В те годы, за отсутствием трудовых мигрантов, у юных славянских патриотов была несколько иная «целевая аудитория». Так что от обвинений в антисемитизме они сами отбивались частенько. Авторитет, услышав формулировку, от души посочувствовал и обещал, что «орлы» непременно будут, надо только сообщить им, в чью поддержку выступить.
– Спасибо, друг, я верил в тебя! – горячо сказал писатель. – Значит, так: Мильман его фамилия…
Что стало после этой новости с авторитетом, история умалчивает. Тоже, надо думать, изумился. Но отступать было поздно и некуда: пацан сказал – пацан сделал. Да и нельзя же обмануть веру в твое всемогущество. Репутация пострадает.
Буквально на следующий день по центральной улице, мимо горкома, горсовета и редакции газеты прошла маршем группа спортивных молодых людей в косухах и берцах, с очень короткими прическами и необыкновенно патриотическим выражением лица.
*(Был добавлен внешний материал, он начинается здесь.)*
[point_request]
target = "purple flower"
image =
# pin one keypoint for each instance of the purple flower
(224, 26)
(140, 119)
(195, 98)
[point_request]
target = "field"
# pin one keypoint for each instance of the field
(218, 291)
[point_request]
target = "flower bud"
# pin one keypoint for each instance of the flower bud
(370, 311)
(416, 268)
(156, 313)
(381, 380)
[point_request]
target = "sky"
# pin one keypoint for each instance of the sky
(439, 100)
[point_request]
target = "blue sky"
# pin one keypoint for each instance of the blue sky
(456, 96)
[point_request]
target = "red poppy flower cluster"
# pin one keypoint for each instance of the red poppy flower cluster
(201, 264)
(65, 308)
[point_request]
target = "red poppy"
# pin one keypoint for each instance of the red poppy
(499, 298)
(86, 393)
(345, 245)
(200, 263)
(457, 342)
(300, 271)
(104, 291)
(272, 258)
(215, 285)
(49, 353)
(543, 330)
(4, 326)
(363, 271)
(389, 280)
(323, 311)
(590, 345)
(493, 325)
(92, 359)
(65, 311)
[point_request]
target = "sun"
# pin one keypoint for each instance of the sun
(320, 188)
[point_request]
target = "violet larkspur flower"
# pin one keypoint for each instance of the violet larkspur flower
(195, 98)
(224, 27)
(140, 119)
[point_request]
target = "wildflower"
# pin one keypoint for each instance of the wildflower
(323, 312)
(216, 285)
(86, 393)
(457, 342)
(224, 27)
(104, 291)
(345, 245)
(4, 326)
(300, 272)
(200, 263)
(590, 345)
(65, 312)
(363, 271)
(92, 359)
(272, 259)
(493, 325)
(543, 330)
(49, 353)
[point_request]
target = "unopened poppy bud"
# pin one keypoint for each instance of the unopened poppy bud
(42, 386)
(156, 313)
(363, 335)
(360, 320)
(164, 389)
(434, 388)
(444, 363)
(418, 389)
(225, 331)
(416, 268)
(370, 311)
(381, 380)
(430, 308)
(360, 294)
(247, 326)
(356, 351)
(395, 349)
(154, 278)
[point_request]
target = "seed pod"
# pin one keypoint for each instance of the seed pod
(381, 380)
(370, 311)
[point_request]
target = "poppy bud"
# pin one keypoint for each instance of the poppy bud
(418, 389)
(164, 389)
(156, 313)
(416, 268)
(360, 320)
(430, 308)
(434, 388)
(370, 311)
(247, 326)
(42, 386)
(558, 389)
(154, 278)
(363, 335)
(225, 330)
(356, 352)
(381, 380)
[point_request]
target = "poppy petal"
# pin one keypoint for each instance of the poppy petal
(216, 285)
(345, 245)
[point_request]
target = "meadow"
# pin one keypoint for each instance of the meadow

В руках мальчики несли плакаты. На плакатах было выведено: «Руки прочь от нашего Додика Мильмана!». Картина маслом…
Тут уже изумился весь город. Причем так сильно, что дело против Мильмана мгновенно рассосалось без следа. И вообще, согласно новой официальной версии событий, того выпуска газеты просто не было. Померещился. Юг, жара – бывает. Оно и понятно: чем еще, кроме всеобщего перегрева, можно объяснить «Русский марш» в защиту еврея, обвиненного в антисемитизме!
И только писатель тихонько гордился собой, Додик Мильман подумывал об эмиграции, да братва из общества «Память» пару дней задумчиво чесала бритые головы…
Неблагодарная
Жил-был один коренной одессит. Звали его, допустим, Жорой (хоть это и не важно). Жора был человек экономный. В советские времена он обитал в типичной одесской коммуналке. Экономность его регулярно страдала по милости соседей, поэтому он, к примеру, нумеровал карандашиком яйца, которые складывал в холодильник на общей кухне. Но это тоже не очень важно.
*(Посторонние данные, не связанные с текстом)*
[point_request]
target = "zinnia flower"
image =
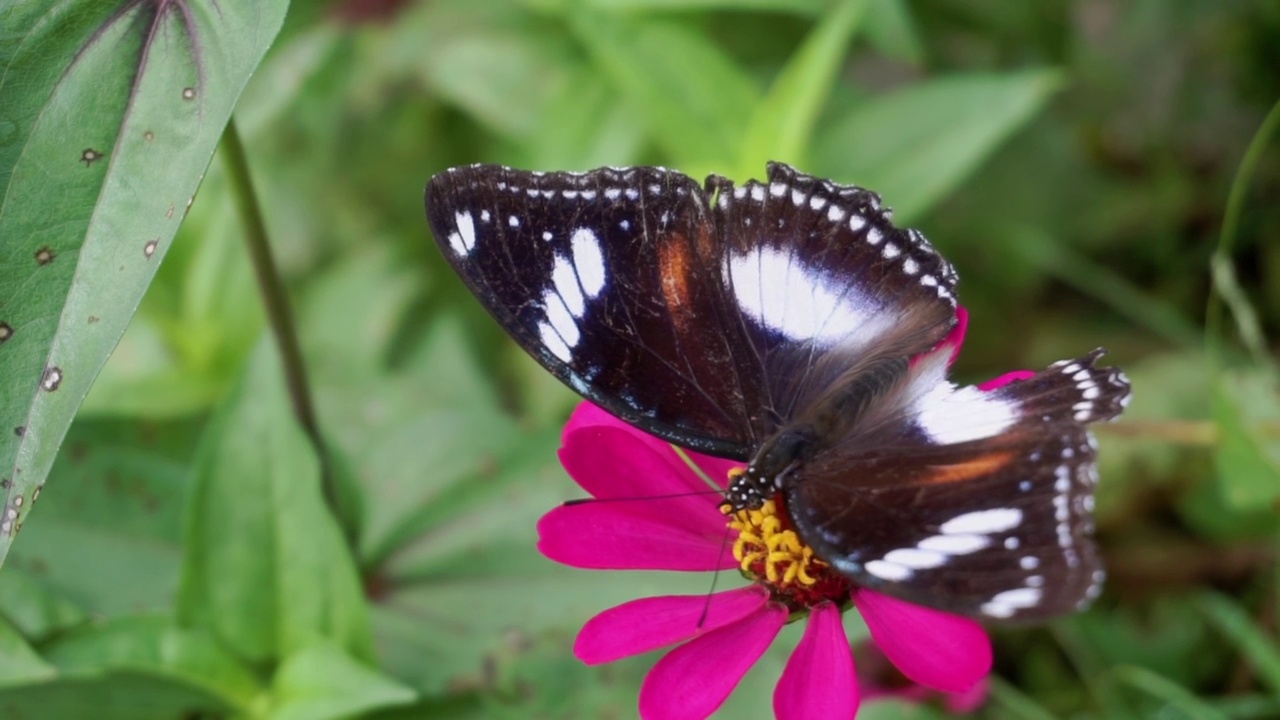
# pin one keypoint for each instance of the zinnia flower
(676, 527)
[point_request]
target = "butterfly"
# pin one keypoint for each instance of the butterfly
(789, 324)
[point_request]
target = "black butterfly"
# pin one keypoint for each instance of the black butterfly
(789, 324)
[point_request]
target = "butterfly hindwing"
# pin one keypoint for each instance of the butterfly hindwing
(973, 502)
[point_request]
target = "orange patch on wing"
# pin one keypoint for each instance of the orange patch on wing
(673, 259)
(976, 468)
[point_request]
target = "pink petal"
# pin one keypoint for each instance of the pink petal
(589, 415)
(612, 536)
(818, 682)
(650, 623)
(935, 648)
(616, 463)
(693, 680)
(590, 419)
(955, 338)
(1005, 379)
(968, 701)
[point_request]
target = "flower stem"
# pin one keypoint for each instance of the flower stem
(279, 317)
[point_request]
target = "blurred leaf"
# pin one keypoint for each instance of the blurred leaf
(1015, 702)
(1251, 641)
(1226, 286)
(799, 7)
(19, 662)
(782, 123)
(324, 683)
(32, 607)
(120, 108)
(1171, 693)
(1247, 411)
(350, 314)
(265, 568)
(891, 30)
(110, 531)
(917, 145)
(152, 645)
(585, 126)
(1096, 279)
(110, 696)
(693, 98)
(490, 71)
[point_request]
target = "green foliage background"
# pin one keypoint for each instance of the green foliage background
(1093, 168)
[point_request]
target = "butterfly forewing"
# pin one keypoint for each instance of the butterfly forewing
(823, 286)
(608, 278)
(970, 502)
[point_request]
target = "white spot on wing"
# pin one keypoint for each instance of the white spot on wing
(983, 522)
(887, 570)
(915, 559)
(464, 240)
(954, 545)
(589, 260)
(566, 285)
(803, 302)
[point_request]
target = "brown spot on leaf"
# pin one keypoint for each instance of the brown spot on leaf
(51, 379)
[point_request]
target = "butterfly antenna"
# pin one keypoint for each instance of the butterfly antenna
(691, 493)
(707, 605)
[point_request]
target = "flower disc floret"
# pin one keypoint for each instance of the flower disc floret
(771, 554)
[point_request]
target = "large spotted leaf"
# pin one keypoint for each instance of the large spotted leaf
(109, 114)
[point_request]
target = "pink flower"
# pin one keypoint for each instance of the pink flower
(878, 679)
(681, 527)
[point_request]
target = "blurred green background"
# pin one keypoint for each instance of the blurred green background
(1073, 159)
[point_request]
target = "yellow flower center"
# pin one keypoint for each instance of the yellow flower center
(771, 554)
(764, 547)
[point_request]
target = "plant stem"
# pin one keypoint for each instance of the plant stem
(1223, 273)
(279, 317)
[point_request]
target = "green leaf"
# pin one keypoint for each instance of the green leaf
(891, 30)
(917, 145)
(19, 662)
(782, 123)
(1174, 696)
(151, 645)
(1253, 642)
(112, 696)
(323, 683)
(109, 537)
(1247, 456)
(105, 139)
(200, 318)
(32, 607)
(265, 568)
(688, 91)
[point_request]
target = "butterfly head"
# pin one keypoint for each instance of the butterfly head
(746, 491)
(771, 468)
У Жоры был приятель из Москвы (допустим, Андрей), который иногда заезжал к нему во время одесских командировок. И вот однажды Андрей застал Жору в серьезных и даже мучительных раздумьях деликатно-интимного свойства. Под коньяк раздумья были озвучены и подвергнуты тщательному мужскому разбору.
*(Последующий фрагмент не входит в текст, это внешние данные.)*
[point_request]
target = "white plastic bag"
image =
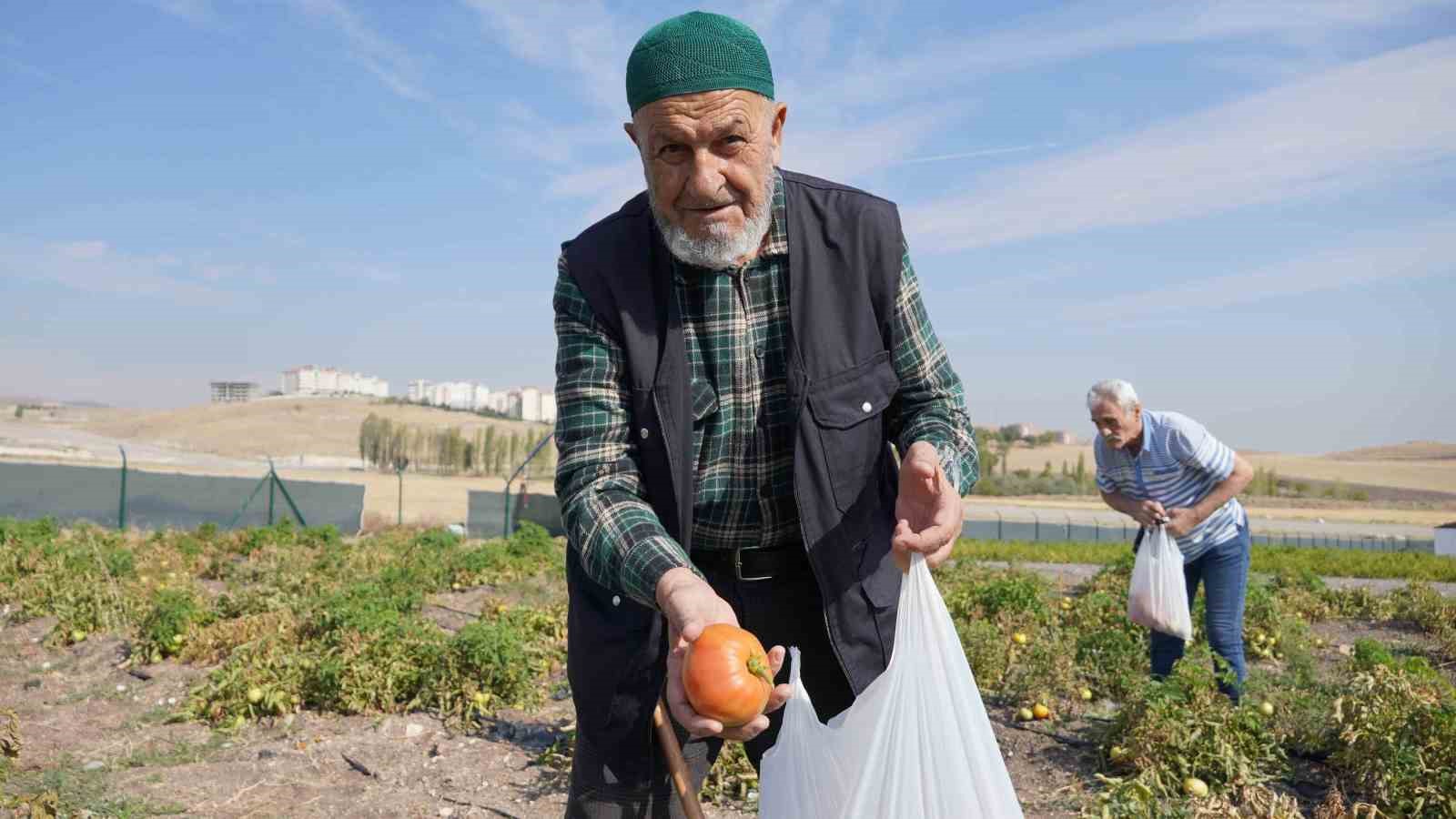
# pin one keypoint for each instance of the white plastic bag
(1158, 596)
(915, 743)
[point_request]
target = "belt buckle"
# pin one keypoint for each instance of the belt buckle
(737, 569)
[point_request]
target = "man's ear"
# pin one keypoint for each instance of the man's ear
(781, 114)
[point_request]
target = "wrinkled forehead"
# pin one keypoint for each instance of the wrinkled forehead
(703, 116)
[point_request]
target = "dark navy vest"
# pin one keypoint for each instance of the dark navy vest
(844, 258)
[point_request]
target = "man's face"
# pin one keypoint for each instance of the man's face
(1117, 426)
(710, 160)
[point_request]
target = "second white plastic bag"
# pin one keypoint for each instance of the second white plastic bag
(1158, 595)
(915, 743)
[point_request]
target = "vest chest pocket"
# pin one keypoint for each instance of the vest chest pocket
(849, 411)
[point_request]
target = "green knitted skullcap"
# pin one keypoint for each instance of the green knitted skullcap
(693, 53)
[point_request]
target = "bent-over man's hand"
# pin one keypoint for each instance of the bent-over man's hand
(691, 605)
(928, 509)
(1149, 513)
(1181, 521)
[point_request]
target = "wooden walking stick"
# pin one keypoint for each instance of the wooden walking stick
(682, 778)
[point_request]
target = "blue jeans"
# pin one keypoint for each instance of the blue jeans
(1225, 574)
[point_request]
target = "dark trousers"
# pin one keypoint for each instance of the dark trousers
(1225, 574)
(783, 611)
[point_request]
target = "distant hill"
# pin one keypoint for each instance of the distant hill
(35, 399)
(1409, 450)
(280, 428)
История вырисовывалась такая: у Жоры случился краткий роман с некоей дамой (допустим, Мариной). Роман неожиданно и довольно резко оборвался – по Жориной версии, из-за чрезмерного легкомыслия дамы. Друг Андрей, правда, заподозрил иной вариант: что прелестная Марина не вынесла Жориной экономности. Но эту версию он деликатно оставил при себе. Однако настоящая трагедия была не в самом разрыве, а в одном отягчающем его обстоятельстве. Жора как-то одолжил Марине 50 рублей, затем Марина ушла, а долг остался. Жора очень страдал, но не знал, как потребовать деньги обратно. При всей своей экономности он чувствовал, что это будет как-то… не по-гусарски. Но по полтиннику скучал до боли. Вот с такой дилеммой: требовать или не требовать – он и обратился к Андрею.